Informed Consent
I request and consent to receive Latisse eyelash enhancer for the purpose of lengthening, thickening, and darkening my eyelashes. I understand that as part of the program I will be given the Latisse formula with supporting materials and will be instructed on how to administer the drops myself. I understand that this initial intake form will be necessary to rule out any conditions that would disqualify me from the program. I will obtain this form from DrLinDirect.com
I understand Latisse is FDA approved for lengthening, thickening, and darkening of the eyelashes. I agree that I am, and will be under the care of another medical provider for all other conditions. DrLinDirect.com can work in conjunction with, but cannot replace, regular primary care physicians, such as general practitioners or other specialists in family medicine or internal medicine. I understand the physicians with DrLinDirect.com only prescribe Latisse for the treatment of lengthening, thickening, and darkening eyelashes. DrLinDirect.com does not accept or bill insurance for this program.
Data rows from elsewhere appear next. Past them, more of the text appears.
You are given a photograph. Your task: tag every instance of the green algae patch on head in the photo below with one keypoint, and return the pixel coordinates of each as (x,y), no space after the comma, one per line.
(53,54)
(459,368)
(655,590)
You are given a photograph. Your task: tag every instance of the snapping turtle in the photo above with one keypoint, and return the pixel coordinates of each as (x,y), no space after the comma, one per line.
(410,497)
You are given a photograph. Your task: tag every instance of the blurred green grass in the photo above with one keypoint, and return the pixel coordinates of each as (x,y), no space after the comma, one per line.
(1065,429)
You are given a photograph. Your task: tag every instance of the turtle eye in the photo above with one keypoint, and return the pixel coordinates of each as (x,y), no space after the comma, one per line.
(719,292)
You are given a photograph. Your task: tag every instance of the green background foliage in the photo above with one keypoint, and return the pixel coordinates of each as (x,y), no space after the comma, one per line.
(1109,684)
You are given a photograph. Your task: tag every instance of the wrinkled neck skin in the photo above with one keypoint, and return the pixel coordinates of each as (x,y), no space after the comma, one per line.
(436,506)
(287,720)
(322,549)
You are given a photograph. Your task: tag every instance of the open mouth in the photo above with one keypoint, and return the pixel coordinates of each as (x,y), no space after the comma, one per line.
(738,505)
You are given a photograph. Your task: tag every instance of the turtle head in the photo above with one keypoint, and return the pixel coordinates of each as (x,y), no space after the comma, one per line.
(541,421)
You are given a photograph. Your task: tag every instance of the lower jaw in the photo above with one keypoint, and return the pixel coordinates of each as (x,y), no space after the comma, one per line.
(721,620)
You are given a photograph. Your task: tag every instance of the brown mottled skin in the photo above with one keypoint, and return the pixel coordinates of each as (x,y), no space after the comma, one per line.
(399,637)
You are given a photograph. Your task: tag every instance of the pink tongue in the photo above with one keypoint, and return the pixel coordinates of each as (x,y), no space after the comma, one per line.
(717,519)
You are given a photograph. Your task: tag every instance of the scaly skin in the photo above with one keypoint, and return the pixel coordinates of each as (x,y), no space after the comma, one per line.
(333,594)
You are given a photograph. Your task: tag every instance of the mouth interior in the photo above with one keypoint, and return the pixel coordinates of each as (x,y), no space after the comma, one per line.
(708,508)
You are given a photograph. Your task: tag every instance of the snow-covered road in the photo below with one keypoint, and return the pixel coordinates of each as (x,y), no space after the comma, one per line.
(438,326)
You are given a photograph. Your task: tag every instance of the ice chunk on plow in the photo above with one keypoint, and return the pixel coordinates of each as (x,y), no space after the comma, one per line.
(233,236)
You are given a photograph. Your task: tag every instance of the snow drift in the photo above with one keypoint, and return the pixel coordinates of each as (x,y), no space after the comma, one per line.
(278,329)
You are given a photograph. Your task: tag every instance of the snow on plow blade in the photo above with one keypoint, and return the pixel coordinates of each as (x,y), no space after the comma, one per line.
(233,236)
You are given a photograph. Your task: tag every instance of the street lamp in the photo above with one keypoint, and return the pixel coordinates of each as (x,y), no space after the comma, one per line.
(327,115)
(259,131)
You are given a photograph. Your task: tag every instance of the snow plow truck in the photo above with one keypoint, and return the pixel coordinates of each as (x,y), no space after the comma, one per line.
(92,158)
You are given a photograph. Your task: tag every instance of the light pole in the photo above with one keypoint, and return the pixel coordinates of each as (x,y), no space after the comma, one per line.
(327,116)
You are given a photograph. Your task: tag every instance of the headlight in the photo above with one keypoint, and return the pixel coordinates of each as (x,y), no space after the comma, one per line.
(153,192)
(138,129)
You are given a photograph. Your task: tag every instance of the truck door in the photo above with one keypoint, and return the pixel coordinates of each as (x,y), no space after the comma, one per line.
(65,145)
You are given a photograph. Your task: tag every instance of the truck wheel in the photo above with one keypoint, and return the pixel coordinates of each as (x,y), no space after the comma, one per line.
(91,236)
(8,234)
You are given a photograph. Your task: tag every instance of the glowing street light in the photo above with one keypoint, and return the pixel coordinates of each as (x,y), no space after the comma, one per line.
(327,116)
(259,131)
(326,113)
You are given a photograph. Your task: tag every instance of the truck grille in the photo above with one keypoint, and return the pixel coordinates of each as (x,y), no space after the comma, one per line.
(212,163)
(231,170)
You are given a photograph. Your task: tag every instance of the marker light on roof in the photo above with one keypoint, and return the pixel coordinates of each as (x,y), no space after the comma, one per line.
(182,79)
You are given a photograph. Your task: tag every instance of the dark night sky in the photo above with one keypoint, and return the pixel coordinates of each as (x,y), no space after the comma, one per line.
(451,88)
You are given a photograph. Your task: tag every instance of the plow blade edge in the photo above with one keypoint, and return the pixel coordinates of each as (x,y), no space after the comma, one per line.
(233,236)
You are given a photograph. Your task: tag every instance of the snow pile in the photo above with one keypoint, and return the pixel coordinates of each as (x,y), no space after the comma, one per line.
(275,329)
Prior to my treatment, I have fully disclosed any medical conditions or diseases such as: pregnancy, breastfeeding, history of glaucoma, aphakia (absence of lens in the eye), macular edema, ocular inflammation, hypersensitivity to Latisse (or bimatoprost), or other serious medical condition. Any contraindications for the use of Latisse have been fully disclosed to me.
I understand that use of Latisse is absolutely contraindicated during pregnancy and breastfeeding. I understand that it is my responsibility to inform DrLinDirect.com if I am pregnant, could be pregnant, or should become pregnant during the course of the treatments.
While Latisse is mostly free of negative side effects with any medication there is the possibility of an allergic reaction or unusual reactions that may cause conjunctival hyperemia (redness of eyes), itchy eyes, dry eyes, visual disturbances, ocular blurring, foreign body sensation, periorbital skin darkening, blepharitis, keratitis, eyelid erythema, ocular irritation, iris discoloration, or photophobia. I understand that the medications may involve risk.
I agree to immediately report any problems that might occur to my medical provider during the treatment program. I further understand that there are risks involved as there are with all medications and that not complying with the dosage recommendations could increase risks and alter my results from the program. I understand that I may quit the program at any time. No adverse side effects or complications are expected, but in the event that an illness does occur, I understand that I need to contact DrLinDirect.com. If I experience an emergency situation, I understand that I need to go to an emergency facility.
Prior to receiving treatment, I have been candid in revealing any condition that may have an effect on this treatment. I will also inform DrLinDirect.com of any changes in my medical history, current medications and/or any changes relevant to this procedure prior to any future treatments.
I have read and fully understand the terms within the above consent. All my questions have been addressed to my satisfaction. In the event a dispute arises over the outcome of my procedure, I consent solely to arbitration as a legal means of settlement. I understand English, or if I do not, I have appointed someone to translate this consent form in its entirety.